We read in the OT how places of encounter with God became places of worship (altars, shrines, temples). We find the same thing with places connected with the life of Jesus which have become places of worship.
Yet, we cannot deny that sometimes the places of worship we build are more for our self-glorification than for the glorification of God.
Mixed with our good intentions of glorifying God is our desire to control God. We control who has access to God and who does not; we control who can be close or near and who cannot; who is in and who is out; we control who is worthy to receive him and who is not. In his public ministry people wanted not only to hear and see Jesus; they also wanted to touch him, even just the tassel of his clothing. Now we keep him in a tabernacle, in a golden box,- we control access to him. Some people just want to touch the tabernacle; such is their need or devotion, but even this we try to control.

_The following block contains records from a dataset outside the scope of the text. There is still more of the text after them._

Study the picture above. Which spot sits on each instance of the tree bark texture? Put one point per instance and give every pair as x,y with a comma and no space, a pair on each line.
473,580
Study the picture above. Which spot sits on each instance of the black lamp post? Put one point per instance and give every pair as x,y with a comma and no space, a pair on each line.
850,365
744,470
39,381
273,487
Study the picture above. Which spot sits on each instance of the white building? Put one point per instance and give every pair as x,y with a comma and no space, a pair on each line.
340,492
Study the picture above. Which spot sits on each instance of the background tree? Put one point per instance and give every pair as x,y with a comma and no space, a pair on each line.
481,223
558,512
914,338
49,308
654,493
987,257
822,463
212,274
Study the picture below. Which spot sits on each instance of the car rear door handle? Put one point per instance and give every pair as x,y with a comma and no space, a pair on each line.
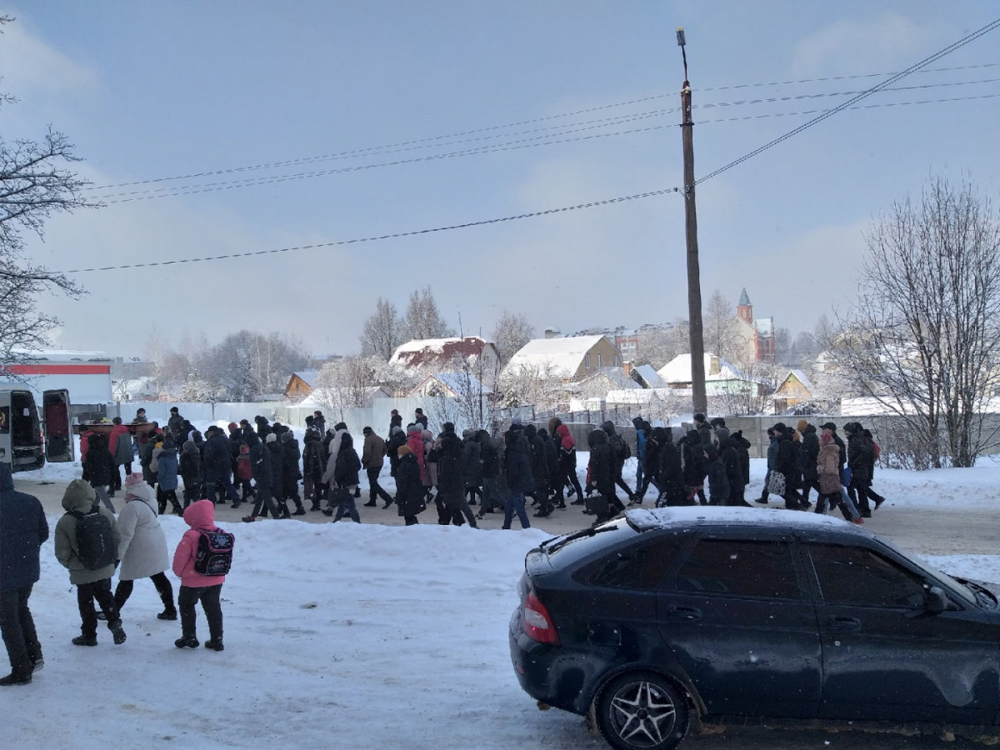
847,624
683,613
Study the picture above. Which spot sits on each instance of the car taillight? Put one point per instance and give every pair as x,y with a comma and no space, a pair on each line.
536,622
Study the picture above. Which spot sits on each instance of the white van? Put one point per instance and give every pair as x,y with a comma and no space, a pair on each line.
26,440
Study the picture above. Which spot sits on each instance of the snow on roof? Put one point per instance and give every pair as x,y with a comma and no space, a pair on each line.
678,370
560,357
424,352
639,395
459,383
802,378
658,518
650,376
309,377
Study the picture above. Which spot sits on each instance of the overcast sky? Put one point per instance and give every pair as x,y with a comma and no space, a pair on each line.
149,91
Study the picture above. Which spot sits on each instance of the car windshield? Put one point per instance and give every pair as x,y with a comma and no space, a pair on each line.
954,587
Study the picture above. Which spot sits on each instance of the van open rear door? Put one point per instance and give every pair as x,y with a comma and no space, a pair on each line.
58,430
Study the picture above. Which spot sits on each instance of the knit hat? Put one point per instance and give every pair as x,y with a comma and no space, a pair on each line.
79,496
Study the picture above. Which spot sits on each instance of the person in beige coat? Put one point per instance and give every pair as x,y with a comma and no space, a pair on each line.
80,499
142,547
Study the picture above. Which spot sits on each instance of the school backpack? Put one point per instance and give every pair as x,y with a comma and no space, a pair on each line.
620,447
95,539
215,552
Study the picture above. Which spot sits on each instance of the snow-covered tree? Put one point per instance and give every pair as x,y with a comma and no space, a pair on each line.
383,331
423,319
511,332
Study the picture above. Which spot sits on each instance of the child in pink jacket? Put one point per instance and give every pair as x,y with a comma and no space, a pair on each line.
195,586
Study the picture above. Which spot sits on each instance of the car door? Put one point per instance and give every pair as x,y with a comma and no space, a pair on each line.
884,656
738,619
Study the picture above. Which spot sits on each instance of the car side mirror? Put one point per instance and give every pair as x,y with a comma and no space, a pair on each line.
935,601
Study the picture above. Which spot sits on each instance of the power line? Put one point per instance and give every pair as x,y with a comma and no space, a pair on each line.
430,141
534,142
854,100
379,238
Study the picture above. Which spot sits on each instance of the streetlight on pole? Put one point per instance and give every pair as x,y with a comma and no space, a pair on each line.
698,396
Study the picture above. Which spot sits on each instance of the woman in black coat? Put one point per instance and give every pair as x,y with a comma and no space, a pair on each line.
409,488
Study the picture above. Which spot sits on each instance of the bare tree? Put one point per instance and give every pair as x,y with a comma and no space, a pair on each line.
383,331
33,187
924,335
247,365
423,320
511,332
347,383
721,333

What kind of house can you build for me; what is to be my resting place?
We build cathedrals and places of worship also with words; we offer God the sweetest and most beautiful literary names and images we can conceive or imagine; we come up with clever ways to speak about God. We tell God: I love you; I believe in You, I trust in You; I hope in You, with an urgency and intensity to convince God that what we really mean what we say. Yet, we fail to realize that more important than what we can say or conceive about God is what God says about us.
And what is it that God says fundamentally about us?
Precisely what God said to Jesus at his baptism: You are my beloved son (daughter) in whom I am pleased. God says this not because of anything that we have done or accomplished. When Jesus was baptized he had not done a single miracle or preached a single sermon. God says this simply because we exist, because he is our father, our mother. And more important, much more important, than what we can say about God, like: I love God, I believe in God, I trust in God, I hope in God is to believe and embrace what God says to us: I love you, I believe in you, I trust in you, I hope in you. What kind of house can you build for me, what is to be my resting place?